Established big hitters in competition that same year included Satyajit Ray (Goopy Gyne Bagha Byne), Carlo Saura (Honeycomb), Rainer Werner Fassbinder (Love Is Colder Than Death), Elio Petri (A Quiet Place In The Country), John Schlesinger (Midnight Cowboy) John-Luc Godard (Joy Of Learning), and Pier Paolo Pasolini, Bernardo Bertolucci, Godard, Marco Bellocchio and Carlo Lizzani with anthology film Love and Anger.

Fifty-four years on, industry professionals are questioning whether the Berlinale still has the power to draw the biggest names. This year’s lineup includes multiple well-received movies, some happy discoveries and it has been a starrier affair than the last few, but Cannes and Venice now seem to exist in a different stratosphere.

The festival wraps its 74th edition tomorrow and with Carlo Chatrian and Mariette Rissenbeek bowing out after six years at the helm, the industry is hoping incoming Director Tricia Tuttle, the former head of the BFI London Film Festival, will bring some needed pop to the selection.

Programming Woes

The festival has a devoted public fan-base. It remains one of the world’s best attended, drawing in around half a million admissions every year.
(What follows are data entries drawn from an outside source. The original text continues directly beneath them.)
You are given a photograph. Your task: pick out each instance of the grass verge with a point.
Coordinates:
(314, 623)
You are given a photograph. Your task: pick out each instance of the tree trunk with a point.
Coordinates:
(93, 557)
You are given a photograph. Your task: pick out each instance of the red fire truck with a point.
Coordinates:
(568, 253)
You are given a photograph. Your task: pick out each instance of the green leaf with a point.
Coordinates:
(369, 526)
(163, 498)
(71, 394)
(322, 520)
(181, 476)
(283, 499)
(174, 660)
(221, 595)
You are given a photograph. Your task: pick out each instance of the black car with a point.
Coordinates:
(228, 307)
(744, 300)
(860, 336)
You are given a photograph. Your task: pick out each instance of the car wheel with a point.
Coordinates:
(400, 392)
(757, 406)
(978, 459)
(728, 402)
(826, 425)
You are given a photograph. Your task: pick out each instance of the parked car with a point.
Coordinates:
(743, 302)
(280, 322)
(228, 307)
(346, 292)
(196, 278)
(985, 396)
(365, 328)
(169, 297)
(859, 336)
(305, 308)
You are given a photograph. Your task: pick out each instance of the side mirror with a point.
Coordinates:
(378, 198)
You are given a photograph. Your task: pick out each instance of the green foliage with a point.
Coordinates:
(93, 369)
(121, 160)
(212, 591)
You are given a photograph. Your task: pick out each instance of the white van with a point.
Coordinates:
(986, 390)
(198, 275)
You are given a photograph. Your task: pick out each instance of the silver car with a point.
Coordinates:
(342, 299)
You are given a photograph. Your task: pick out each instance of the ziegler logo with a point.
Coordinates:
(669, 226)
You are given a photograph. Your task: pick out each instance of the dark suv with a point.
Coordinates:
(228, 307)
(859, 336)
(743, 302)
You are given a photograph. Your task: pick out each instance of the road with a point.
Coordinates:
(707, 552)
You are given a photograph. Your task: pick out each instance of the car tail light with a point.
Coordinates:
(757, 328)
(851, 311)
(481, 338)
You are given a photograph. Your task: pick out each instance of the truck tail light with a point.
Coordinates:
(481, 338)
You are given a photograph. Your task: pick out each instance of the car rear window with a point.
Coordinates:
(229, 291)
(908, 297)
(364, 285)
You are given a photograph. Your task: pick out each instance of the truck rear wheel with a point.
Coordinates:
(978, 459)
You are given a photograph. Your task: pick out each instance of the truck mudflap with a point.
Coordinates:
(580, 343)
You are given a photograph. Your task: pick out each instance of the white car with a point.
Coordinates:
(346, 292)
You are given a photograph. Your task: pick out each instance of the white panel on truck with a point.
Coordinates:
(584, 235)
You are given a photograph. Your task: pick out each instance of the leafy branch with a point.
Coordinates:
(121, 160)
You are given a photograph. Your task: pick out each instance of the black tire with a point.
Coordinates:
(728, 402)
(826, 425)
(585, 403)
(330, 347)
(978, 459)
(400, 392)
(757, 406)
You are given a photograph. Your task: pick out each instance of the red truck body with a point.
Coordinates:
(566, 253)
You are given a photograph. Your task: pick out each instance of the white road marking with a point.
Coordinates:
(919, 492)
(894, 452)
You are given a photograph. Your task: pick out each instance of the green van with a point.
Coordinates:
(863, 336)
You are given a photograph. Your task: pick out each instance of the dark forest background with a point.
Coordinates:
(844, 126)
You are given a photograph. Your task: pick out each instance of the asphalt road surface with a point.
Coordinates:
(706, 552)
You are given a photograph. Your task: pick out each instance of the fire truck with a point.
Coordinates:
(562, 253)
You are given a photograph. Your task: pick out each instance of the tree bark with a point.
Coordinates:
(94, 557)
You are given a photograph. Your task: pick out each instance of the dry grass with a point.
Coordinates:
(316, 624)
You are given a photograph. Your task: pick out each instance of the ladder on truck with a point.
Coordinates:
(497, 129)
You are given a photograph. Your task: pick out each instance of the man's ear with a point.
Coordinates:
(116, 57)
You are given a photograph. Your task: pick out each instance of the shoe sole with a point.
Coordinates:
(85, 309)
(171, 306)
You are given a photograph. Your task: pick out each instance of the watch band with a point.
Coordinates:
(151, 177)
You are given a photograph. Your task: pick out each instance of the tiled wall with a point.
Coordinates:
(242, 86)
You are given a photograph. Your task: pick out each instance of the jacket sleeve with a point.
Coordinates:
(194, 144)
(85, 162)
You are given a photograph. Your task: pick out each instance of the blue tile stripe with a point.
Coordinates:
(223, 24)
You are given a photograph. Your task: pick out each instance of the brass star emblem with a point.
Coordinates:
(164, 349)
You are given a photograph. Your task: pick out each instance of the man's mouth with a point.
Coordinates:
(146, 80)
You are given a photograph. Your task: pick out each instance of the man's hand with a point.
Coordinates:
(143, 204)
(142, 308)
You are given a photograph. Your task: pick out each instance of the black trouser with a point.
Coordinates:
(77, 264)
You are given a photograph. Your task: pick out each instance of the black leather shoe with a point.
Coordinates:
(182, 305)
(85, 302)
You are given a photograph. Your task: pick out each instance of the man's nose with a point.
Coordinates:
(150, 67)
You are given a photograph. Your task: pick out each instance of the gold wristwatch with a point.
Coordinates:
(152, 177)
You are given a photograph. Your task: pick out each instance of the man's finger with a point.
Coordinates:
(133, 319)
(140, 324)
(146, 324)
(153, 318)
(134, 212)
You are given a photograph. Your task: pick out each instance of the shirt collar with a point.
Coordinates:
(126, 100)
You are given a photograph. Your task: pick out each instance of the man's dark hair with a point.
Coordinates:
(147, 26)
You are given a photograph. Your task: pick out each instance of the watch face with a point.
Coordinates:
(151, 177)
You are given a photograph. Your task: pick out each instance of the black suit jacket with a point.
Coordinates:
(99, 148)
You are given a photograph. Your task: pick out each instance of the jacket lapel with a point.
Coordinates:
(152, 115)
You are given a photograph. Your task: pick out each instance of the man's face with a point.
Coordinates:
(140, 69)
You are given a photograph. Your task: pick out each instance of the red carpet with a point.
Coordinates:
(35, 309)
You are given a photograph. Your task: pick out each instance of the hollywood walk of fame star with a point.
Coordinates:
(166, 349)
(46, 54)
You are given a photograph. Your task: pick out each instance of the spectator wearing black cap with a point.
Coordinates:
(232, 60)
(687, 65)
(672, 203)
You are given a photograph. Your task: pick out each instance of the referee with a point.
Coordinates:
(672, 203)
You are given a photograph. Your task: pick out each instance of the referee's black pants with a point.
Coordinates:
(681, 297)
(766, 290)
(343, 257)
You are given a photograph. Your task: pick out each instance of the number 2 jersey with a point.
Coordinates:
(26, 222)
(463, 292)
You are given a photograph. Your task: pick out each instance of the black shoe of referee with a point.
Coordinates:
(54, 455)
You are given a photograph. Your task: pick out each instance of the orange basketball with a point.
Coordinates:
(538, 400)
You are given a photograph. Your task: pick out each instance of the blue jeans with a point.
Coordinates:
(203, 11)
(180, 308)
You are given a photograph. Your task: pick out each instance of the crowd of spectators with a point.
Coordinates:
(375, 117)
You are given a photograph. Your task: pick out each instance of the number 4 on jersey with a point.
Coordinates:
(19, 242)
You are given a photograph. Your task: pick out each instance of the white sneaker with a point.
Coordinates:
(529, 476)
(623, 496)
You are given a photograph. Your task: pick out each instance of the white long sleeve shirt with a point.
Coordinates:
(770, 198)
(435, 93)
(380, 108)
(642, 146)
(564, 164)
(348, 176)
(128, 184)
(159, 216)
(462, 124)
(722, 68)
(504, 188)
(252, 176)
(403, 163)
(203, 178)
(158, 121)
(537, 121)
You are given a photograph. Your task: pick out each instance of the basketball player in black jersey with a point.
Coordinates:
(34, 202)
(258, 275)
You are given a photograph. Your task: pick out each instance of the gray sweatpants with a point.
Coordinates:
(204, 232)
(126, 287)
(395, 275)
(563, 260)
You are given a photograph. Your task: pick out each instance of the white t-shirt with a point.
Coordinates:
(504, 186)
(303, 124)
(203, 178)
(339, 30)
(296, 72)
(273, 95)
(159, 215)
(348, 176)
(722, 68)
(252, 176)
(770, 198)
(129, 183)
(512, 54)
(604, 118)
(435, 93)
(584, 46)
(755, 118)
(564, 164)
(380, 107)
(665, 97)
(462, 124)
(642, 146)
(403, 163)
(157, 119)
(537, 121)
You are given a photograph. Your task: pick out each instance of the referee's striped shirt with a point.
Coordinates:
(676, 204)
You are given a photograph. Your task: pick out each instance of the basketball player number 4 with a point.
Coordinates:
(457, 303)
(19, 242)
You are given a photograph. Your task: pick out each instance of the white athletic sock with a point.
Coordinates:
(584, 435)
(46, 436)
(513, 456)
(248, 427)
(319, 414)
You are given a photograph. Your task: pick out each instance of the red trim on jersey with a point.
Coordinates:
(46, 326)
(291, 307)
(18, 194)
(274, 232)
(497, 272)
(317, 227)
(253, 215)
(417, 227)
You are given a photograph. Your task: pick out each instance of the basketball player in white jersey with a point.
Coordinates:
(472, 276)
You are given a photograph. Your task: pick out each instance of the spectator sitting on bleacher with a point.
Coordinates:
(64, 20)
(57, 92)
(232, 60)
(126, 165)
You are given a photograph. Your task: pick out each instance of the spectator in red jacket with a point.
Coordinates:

Chatrian himself has a loyal following among hardcore arthouse fans, but sales and distribution professionals have been less impressed, saying the selection has veered too far from the market and the types of indie films that stand a chance in cinemas.

“We need the bigger titles. Cinema is also about entertainment. If the festival becomes purely an arthouse criticism show that doesn’t help the market,” said one well known international sales agent, with a mix of arthouse and mainstream movies on their slate.

“You did hear people say, ‘Carlo needs to remember he’s in Berlin and not Locarno’,” one leading European publicist told Deadline, referring to Chatrian’s previous role as Artistic Director of Locarno Film Festival, known for its arthouse selection and openness to more avant-garde fare.

There are expectations that Tuttle will restructure parts of the program with a big question mark hanging over the Encounters sidebar introduced by Chatrian in 2020. Loosely Berlin’s answer to Cannes’ Un Certain Regard or Venice’s Horizons, few in the business – on either the indie arthouse or commercial sides – think it works as a place to showcase a film.

U.S. execs focused on packaging are mixed on the standing of festival’s European Film Market (EFM). Some point to it as a good mid-point market between the AFM and Cannes, regardless of the festival line-up.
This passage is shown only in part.